For the first hour, no one arrived or departed from Veronica's residence. I did, however, think I spotted a handsome man in a dashing three-piece suit who looked suspiciously like Daniel Craig, star of the latest James Bond spy movie, ducking out of townhouse #1 and into a cab, but I may have been wrong about that.

Then it started to rain, so I pulled out my new polka-dotted 'brella I bought at Harrods and opened it. Just then, another cab pulled up in front of townhouse #4 and out emerged a woman just the right size to be Veronica. She was wearing a Hermes scarf tied under her chin, like Jackie O., and large-framed sunglasses, so I couldn't make a positive identification.

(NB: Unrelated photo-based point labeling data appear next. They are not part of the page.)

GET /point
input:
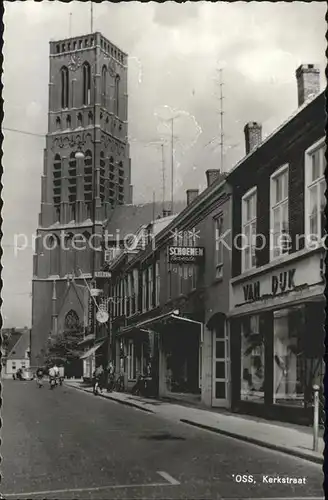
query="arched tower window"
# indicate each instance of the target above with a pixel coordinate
(88, 176)
(57, 174)
(54, 249)
(72, 321)
(117, 95)
(64, 87)
(88, 254)
(71, 255)
(79, 120)
(102, 177)
(86, 84)
(104, 86)
(72, 182)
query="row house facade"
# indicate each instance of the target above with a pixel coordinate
(277, 287)
(169, 304)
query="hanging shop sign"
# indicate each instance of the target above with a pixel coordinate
(91, 314)
(102, 274)
(298, 275)
(186, 255)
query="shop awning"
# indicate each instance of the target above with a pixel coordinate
(87, 338)
(159, 322)
(91, 351)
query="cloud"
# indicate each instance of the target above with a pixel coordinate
(175, 51)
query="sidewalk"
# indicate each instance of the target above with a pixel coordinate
(296, 440)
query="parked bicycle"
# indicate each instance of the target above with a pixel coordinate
(118, 384)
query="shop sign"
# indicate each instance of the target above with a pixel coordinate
(102, 274)
(91, 314)
(280, 283)
(297, 275)
(185, 255)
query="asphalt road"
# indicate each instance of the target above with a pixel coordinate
(67, 444)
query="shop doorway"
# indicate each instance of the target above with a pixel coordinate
(221, 365)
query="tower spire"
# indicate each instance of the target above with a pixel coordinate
(91, 16)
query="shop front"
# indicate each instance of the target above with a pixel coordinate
(277, 334)
(174, 347)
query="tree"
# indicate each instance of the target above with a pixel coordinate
(64, 348)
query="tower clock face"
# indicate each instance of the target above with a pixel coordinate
(75, 62)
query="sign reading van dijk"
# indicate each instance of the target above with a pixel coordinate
(298, 274)
(186, 255)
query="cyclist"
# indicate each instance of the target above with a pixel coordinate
(39, 377)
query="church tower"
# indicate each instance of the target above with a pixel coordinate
(86, 173)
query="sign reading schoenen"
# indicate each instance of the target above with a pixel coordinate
(186, 255)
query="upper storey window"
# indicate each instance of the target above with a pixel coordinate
(315, 183)
(104, 86)
(279, 212)
(64, 87)
(117, 95)
(86, 84)
(249, 229)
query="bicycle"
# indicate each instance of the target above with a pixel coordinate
(118, 384)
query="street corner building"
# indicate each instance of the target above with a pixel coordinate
(86, 174)
(277, 289)
(217, 300)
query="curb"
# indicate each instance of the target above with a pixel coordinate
(105, 396)
(263, 444)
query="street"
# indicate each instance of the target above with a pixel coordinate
(67, 444)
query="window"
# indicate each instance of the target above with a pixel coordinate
(86, 84)
(79, 120)
(249, 230)
(252, 360)
(144, 291)
(150, 287)
(104, 86)
(131, 361)
(117, 95)
(279, 212)
(64, 87)
(218, 222)
(315, 191)
(157, 283)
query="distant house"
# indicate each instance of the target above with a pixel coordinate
(19, 355)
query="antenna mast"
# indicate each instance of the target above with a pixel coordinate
(221, 120)
(172, 168)
(163, 178)
(91, 16)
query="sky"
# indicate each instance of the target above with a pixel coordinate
(175, 52)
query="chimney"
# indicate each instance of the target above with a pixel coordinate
(167, 212)
(212, 175)
(308, 82)
(253, 136)
(191, 195)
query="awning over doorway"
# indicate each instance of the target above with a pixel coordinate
(87, 339)
(158, 323)
(91, 351)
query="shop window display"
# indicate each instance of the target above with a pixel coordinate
(296, 367)
(252, 360)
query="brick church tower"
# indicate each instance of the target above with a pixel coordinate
(86, 173)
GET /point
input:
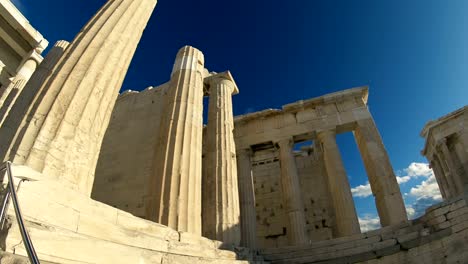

A man looking to be in his 30s also emerged but from the other side of the cab; a quite hot man whom I recognized as the one who'd remained close by Veronica's side throughout Ted's funeral service. He ran to her side, opening an umbrella over her head. Before the pair moved quickly inside townhouse #4, I managed to take a few shots of them with my iPhone camera.

Wanting to get a closer look at my new prime suspect, I waited until dusk fell, pretending to wait for the bus while reading my copy of "M. Thatcher; His Life and Times." Despite my somewhat fading admiration of the Iron One, I still loved reading about her, from afar, as was my preference post nostril-picking. As for the title of her bio, I really should write to the publisher and point out their typo, when I have a moment. You'd think they'd have noticed it by now.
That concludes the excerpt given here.